Speculation Blues

Using Options for Downside Protection and Additional Income

Speculation Blues

Question: If I am concerned about a potential drop in the market, should I buy a put option to protect myself? Also, would it make sense to fund the cost of the put option by selling a call option?

Answer: A put option allows you to sell shares at a pre-set price (the strike price). If you own shares and they fall below the strike price, you have essentially limited your loss to difference between the original price and the strike price plus the cost of the put option. Of course, you could also have essentially accomplished this with a stop-loss order which costs nothing (aside from the possibility that your actual selling price may be lower than your stop-loss price, if the market makes a large move in a short period of time).

The pricing of options is highly complex and well beyond the abilities of 99% of retail investors (ourselves included). The institutional investors that trade options (such as Goldman Sachs) run highly sophisticated models that are overseen by guys like Nobel Laureate Harry Markowitz (as he recounted to us a few years ago).

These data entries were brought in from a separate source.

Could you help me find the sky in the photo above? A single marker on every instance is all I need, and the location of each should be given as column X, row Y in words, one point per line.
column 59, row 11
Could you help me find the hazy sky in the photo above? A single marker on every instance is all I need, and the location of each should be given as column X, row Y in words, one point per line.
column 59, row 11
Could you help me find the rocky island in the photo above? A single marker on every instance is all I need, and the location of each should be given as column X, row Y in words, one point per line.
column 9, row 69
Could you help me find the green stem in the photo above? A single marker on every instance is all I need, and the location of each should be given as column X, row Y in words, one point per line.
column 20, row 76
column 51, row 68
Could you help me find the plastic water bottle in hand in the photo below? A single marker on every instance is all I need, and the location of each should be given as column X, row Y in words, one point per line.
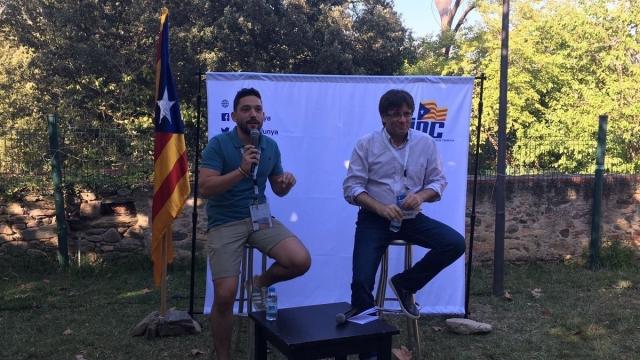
column 394, row 225
column 272, row 304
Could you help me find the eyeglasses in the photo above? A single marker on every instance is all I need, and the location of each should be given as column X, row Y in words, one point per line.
column 397, row 115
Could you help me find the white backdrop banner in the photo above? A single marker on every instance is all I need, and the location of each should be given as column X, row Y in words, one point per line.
column 316, row 120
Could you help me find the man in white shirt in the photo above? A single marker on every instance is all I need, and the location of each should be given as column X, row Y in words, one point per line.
column 391, row 173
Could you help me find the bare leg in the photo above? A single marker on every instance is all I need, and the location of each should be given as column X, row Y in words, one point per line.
column 222, row 315
column 292, row 260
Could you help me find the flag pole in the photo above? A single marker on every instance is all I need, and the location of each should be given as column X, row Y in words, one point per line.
column 163, row 281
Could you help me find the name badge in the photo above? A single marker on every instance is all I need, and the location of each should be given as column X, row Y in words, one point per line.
column 260, row 215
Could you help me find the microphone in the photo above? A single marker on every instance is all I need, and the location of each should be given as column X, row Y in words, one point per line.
column 255, row 141
column 342, row 318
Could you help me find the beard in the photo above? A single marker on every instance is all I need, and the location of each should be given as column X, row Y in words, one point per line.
column 246, row 126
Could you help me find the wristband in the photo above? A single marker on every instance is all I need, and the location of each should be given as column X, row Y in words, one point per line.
column 244, row 173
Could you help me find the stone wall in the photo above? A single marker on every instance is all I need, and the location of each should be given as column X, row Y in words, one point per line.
column 550, row 218
column 546, row 219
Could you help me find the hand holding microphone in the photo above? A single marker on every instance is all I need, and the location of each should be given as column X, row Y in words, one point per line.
column 255, row 141
column 251, row 154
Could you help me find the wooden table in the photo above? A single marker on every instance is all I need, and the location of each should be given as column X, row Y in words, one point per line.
column 311, row 332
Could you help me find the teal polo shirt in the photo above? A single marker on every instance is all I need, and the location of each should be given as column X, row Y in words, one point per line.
column 223, row 154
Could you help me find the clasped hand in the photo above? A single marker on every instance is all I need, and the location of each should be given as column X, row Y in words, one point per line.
column 394, row 212
column 250, row 157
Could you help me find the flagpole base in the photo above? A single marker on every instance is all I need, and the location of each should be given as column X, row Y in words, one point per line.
column 174, row 323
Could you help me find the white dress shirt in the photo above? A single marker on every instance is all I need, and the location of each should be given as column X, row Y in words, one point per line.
column 375, row 169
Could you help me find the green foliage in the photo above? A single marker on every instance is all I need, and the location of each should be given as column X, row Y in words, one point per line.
column 569, row 62
column 616, row 255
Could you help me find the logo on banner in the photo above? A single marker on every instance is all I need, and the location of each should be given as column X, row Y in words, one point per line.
column 431, row 119
column 225, row 117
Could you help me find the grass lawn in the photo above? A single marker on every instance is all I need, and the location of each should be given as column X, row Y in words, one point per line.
column 552, row 311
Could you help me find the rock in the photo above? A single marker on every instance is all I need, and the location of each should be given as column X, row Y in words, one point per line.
column 5, row 229
column 43, row 232
column 90, row 210
column 36, row 253
column 14, row 209
column 134, row 232
column 41, row 212
column 129, row 245
column 88, row 196
column 467, row 326
column 174, row 323
column 15, row 248
column 114, row 221
column 33, row 198
column 111, row 236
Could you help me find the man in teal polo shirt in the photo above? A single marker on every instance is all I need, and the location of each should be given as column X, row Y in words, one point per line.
column 233, row 178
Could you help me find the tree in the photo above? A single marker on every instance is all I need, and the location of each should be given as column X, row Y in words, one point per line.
column 448, row 9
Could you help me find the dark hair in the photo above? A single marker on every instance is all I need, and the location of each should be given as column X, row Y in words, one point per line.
column 244, row 92
column 394, row 99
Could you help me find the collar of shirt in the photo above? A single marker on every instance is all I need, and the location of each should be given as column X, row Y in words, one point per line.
column 388, row 138
column 235, row 139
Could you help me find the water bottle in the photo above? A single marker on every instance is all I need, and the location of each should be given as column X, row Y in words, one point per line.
column 394, row 225
column 272, row 304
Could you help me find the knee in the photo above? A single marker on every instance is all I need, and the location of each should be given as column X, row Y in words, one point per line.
column 302, row 264
column 223, row 301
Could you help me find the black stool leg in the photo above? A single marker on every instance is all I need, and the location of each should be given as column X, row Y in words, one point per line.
column 412, row 324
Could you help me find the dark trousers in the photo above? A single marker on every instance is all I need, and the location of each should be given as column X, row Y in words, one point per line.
column 372, row 238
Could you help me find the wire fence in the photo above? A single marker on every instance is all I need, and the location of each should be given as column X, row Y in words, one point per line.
column 111, row 158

If one of them is on the other side of your trade, you can be absolutely certain that you are the proverbial sucker at the poker table.

This is also why we advise against selling call options (which allow the buyer to buy your shares at the pre-set strike price) whether to generate additional income or to fund the purchase of a put option. Selling a call by itself limits your upside and does nothing to protect your downside. The only index fund that we know of that incorporates the strategy of selling call options is PBP (PowerShares S&P 500 Buy-Write Fund), and for the five years ending 10/31/2013, it has lagged the S&P 500 Index by 7.8% per year on average.

For most investors, a better approach to mitigate the risk of their equity assets is to combine them with low-risk fixed income investments. To determine the percentage of their portfolio that should be in risky assets, IFA’s Risk Capacity Survey is recommended.

One final consideration is that the taxes involved with option trading can be excessive, often involving short-term gains.